Unis pour défendre les valeurs de la République


(© Martin Argyroglo)

Les marches républicaines qui ont eu lieu hier partout en France et même dans les petites villes de province ont été les plus larges jamais enregistrées. Près de quatre millions de personnes sont sorties dans la rue, unis pour la défense des valeurs de la République : liberté, égalité, fraternité, la défense de la liberté d'expression, le refus du terrorisme et de la violence, la défense de la démocratie. ce fut une journée historique.

Alors certes, on peut pinailler. On peut regretter tous ces chefs d'États venus marcher à Paris avec le peuple de France. Ça pouvait sembler hypocrite ou opportuniste, d'autant qu'il n'y avait pas que des défenseurs acharnés de la liberté d'expression parmi eux (euphémisme). Oui, mais moi ça m'a fait plutôt plaisir et ça m'a ému, c'est comme ça, je suis sentimental, tout comme tous les témoignages de solidarités venus des quatre coins du monde.

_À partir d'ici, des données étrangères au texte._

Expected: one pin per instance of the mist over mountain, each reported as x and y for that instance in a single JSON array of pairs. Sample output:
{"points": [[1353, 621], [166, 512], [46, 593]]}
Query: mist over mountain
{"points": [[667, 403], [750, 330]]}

Et on peut aussi ratiociner sur l'action de la police et sur les applaudissements qu'ont recueillis les policiers pendant la marche républicaine, à Paris en particulier. 

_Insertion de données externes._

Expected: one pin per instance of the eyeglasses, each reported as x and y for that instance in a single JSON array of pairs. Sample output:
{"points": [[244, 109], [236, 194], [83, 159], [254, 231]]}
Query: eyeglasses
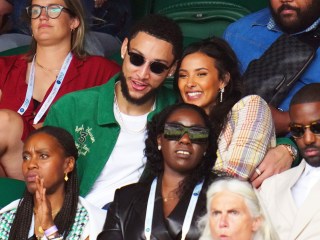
{"points": [[175, 131], [155, 66], [297, 130], [52, 10]]}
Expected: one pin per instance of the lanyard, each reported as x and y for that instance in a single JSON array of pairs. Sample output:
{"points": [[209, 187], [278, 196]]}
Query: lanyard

Les policiers n'avaient pas d'autres choix que de tuer les trois terroristes, ceux-ci étaient prêts à mourir en martyr dans l'assaut de la police. L'un d'entre eux détenait des otages et les deux autres n'en détenaient pas mais se sont jetés dehors en tirant sur les gendarmes. Celui qui détenait les otages en a d'ailleurs fait autant, les images le prouvent.

Il est regrettable d'avoir eu à les tuer, certes, mais ceux qui le déplore feraient bien de proposer leur solution tactique pour venir à bout d'une prise d'otage par un individu fanatisé, qui veut mourir en martyr.

Hier, à la marche républicaine la foule (et moi-même) avons acclamé la police. C'était un peu surréaliste. Mais nous avons acclamé les policiers, non pas parce qu'ils ont tué les trois terroristes, mais parce qu'ils ont subi trois pertes dans leurs rangs, trois policiers qui nous protégeaient, nous simples citoyens, ont été tués. Nous les avons applaudis parce que leur action professionnelle a sauvé des enfants, des femmes et des hommes, les otages. Nous les avons acclamés par ce que nous croyons aux valeurs de la République et que la police, quand elle-même respecte ces valeurs et fait son travail, fait partie de la République et protège ses citoyens. Et c'est exactement ce qu'ils ont fait pendant ces trois jours de cauchemar et ce qu'ils ont fait dimanche partout en France pour que les marches républicaines se passent sans incidents.

Alors oui je crois qu'il est bon d'acclamer les policiers qui font leur travail, qui est de nous protéger, qui le font en toute légalité et qui sont en première ligne (la première ligne de défense)  et première cible dans ce combat contre les terroristes.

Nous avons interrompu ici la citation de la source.